We like to camp and hike in bear country, and it’s now our pick to take along for just those reasons. Having 16 rounds of 10mm with great accuracy and fast follow-up shots is definitely worth considering for self-defense against large four-legged threats, let alone two-legged ones.

That got me thinking, how could I prove all this? It just so happened that I was going hog hunting in Oklahoma and thought it might be a great venue for this gun. Hogs, as everyone knows, are notoriously tough and often take off after being shot, never to be found, and that is using high-powered rifles. What better way to test the 10mm’s punch from a pistol? I wanted to show just how effective and accurate the 10mm is in real life, not just on the range against steel and paper.

I went to No Mercy Hunting Services in Southern Oklahoma to go hog hunting. They have quite the setup there, and the options were endless. I had about 18 different tree stands from which to choose and a couple of ground blinds. After not seeing a decent-sized hog after sitting for about three hours, we decided to go stalking again.

Most of the ground was heavily covered with trees, with open areas of downed trees and thick weeds two to three feet high. This is where the hogs like to hide. Their favorite place to hide during the day is under fallen cedar trees in the shade where they can get in under it and carve out a bed in the dirt. They like the freshly moved cool dirt to lie in. You often can’t even see them until you practically step on them, and that’s if you are quiet enough to sneak up that close. They use their hearing more than any other of their senses, so you have to walk ever so carefully not to step on any twigs or branches. It’s actually extremely energy- draining because you are so focused on where you step. One “crack” of a twig and they are up and gone.

We covered a lot of ground, seeing a lot of hogs, but not getting any good shots, and also not seeing the size of hog for which I was looking. The terrain we were hunting in ranged from canyons, creeks, and hillsides to heavy timber. We typically found them by hearing and smelling them. The biggest challenge after finding them was getting a clear shot without having branches in the way.

After several hours of stalking, covering two to three miles, we came up to a hill on the fence line. We could smell them at first and then got close enough to hear them. My guide, Matt, sent me ahead to see if I could get a visual and a shot. I slowly crept to the edge of a small cliff and waited for several minutes to get a visual. I could hear them but still could not see them.

After standing there for what felt like hours, I realized there was a really nice hog directly below me under a log about five feet away. I could see his ears and snout. I had Matt circle around to the left and make some noise. Much to our surprise, in the thick bush, about 50 hogs came running out in every direction. Some of them came running towards me and kicked up the one under the log. He took off running and ran right in front of me in a small clearing up the hill, giving me the perfect shot. I shot him on the run at about 10 yards. I could not believe how far he ran as I watched him go up and over the hill. I knew he would not go far. I could see it was a perfect shot. We walked to the top of the hill, following a blood trail, and there she lay. It was a nice size sow.

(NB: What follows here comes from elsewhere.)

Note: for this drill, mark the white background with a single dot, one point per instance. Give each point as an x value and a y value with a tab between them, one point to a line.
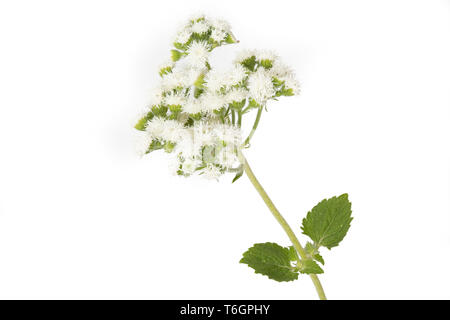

When people say hogs are tough, that is an understatement. When we processed her, it was a perfect double lung shot that actually took the entire top of the heart off with the round going out the other side. It was clear the bullet quickly mushroomed, as the entry and exit holes were about the size of a 50-cent coin. The 10mm did exactly what I expected, as did the XD-M Elite pistol. This gave me all the confidence I was looking for regarding taking this gun and caliber for self-protection into the wild as a sidearm. The accuracy was exceptional, the shot hit exactly where I was seeing the red dot from the HEX Dragonfly, and the 10mm lived up to its reputation, and then some.